Studio album by Gipsy Kings
- Released: August 6, 1982
- Recorded: 1981–82
- Genre: Flamenco
- Label: Philips Records
- Producer: Sara Music

Gipsy Kings chronology
|  | Allegria (1982) | Luna de Fuego (1983) |

Singles from Allegria
- "Tristessa" Released: 31 October 1982; "Un Amor" Released: 3 March 1983;

= Allegria =

Allegria (Italian; "joy") is the debut studio album by the Gipsy Kings, released in 1982 in Europe.

Professional ratings
Review scores
| Source | Rating |
| The Encyclopedia of Popular Music |  |

==Overview==
This album and its successor, Luna de Fuego, are very different from their later albums. They are both "unplugged" and traditional, using solely guitars, voices, and hand claps. The album includes two songs never released on a U.S. album ("Pharaon" and "Recuerda") and the original acoustic version of "Djobi Djoba".

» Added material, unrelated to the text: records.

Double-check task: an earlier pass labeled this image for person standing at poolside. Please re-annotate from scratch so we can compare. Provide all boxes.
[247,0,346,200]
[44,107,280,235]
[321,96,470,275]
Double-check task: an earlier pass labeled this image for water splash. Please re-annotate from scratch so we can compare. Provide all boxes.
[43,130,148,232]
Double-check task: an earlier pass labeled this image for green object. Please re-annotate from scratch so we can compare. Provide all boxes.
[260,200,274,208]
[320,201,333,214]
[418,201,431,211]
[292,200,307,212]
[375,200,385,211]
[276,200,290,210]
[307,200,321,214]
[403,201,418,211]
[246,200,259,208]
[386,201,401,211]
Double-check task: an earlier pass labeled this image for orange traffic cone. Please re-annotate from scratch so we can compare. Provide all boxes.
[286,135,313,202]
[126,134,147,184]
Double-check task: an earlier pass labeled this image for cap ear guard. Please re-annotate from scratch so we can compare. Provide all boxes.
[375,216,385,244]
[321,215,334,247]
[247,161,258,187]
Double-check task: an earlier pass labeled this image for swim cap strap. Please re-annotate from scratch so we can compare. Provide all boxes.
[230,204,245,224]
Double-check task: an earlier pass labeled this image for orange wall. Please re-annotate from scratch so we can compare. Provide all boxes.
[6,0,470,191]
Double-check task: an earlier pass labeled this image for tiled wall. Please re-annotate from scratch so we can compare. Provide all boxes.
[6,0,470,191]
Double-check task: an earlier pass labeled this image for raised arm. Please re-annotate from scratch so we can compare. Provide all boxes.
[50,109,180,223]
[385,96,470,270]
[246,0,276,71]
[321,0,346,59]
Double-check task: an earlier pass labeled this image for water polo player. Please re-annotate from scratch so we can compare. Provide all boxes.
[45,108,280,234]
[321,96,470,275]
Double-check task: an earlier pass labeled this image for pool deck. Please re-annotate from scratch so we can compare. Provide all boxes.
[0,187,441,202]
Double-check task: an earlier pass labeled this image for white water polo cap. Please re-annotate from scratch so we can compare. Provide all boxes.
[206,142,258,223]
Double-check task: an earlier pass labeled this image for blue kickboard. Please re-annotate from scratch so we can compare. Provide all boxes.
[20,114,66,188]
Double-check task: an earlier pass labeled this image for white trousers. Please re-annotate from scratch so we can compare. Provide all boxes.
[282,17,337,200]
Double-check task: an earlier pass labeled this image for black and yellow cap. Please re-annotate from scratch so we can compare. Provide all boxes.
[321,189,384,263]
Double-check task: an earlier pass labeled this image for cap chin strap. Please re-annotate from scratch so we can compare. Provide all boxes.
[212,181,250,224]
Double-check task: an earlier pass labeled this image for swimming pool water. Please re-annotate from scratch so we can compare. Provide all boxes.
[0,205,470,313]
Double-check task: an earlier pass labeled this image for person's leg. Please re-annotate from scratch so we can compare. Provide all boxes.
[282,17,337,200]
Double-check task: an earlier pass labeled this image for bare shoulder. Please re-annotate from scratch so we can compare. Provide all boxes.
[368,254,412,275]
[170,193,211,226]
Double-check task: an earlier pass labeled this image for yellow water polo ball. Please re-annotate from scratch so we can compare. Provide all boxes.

In 1990, the album was merged with Luna de Fuego, while omitting certain tracks for a re-release to a US audience as Allegria (US Version).

==Track listing==

| No. | Title | Length |
|---|---|---|
| 1. | "Pena Penita" | 3:00 |
| 2. | "Allegria" (Instrumental) | 2:40 |
| 3. | "La Dona" | 3:25 |
| 4. | "Solituda" | 2:35 |
| 5. | "Sueño" (Instrumental) | 3:20 |
| 6. | "Djobi Djoba" | 3:50 |
| 7. | "Un Amor" | 3:46 |
| 8. | "Papa, No Pega La Mama" | 3:00 |
| 9. | "Pharaon" (Instrumental) | 4:00 |
| 10. | "Tristessa" | 3:30 |
| 11. | "Recuerda" | 4:30 |

==Credits==
- Edited By – Yves Desjardins
- Photography By – Jacqueline Tarta
- Producer – Sara Music
- Recorded By – Pierre Braner
- Written-By – Gipsykings, Los Reyes

==Certifications and sales==

| Region | Certification | Certified units/sales |
| Brazil (Pro-Música Brasil) | Gold | 100,000^{*} |
| France (SNEP) | Gold | 100,000^{*} |
| United States | — | 216,000 |
^{*} Sales figures based on certification alone.